Marcus, a Roman soldier of the plebeian (common) class. He is a very devout pagan, and a man of sound common sense.

Secundus, a Roman soldier of the patrician (noble) class. He is a very complex person, whose brother, mutilated by a Jew during a battle, has soured him on all Jews.

Joab, a Jewish recruit into the Roman army. He had been a follower of Jesus, but left him when Jesus seemed to be committing blasphemy by claiming to be God. He is "a true Israelite, without guile."

The following notice is to be placed in all programs
whenever this play is performed:

Please note: This play, in order to provide dramatic tension, includes many anti-Semitic remarks, particularly on the part of one of the characters. I wish to make it clear that Joab, the Jew, is the most noble of all the characters. The play is about faith, and he is the only one to keep his faith through the whole ordeal.


The stage is dark. The CHORUS, consisting of persons dressed in costumes representing all ages and all religious types, nuns, priests, lay people, rabbis, ministers, etc. are standing on both sides of the acting area.
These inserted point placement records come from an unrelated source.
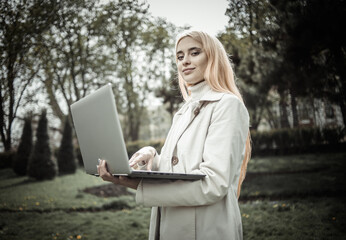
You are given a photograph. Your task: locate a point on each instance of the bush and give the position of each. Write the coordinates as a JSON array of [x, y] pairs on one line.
[[20, 163], [41, 164], [66, 157]]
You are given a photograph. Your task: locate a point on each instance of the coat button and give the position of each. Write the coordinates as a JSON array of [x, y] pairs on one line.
[[175, 160]]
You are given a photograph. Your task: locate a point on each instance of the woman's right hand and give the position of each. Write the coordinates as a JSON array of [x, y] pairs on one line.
[[143, 158]]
As they begin to speak, lights come up showing them.


We waited, in the darkness and the chill.
We waited, and it was night.
For us, it has been night forever:
a block of darkness--solid, frozen,
and we, encased inside it, waiting.
In the beginning, the earth was waste and void,
and in the middle, the earth is waste and void.
And in the end?
Well, we wait,
and darkness is upon the face of the deep.

Not long ago--
a week, two thousand years, not long,
we thought the light had come at last.
We praised it;
we waved palms before it--
and then we noticed that it rode upon a donkey.
That was his hour, the hour upon an ass,
and now that sun has set.
If that was light, we do not comprehend it;
light for us must be solemn, lofty,
conforming to the noble darkness in our souls.
Give us a darkened light, and we will grasp it.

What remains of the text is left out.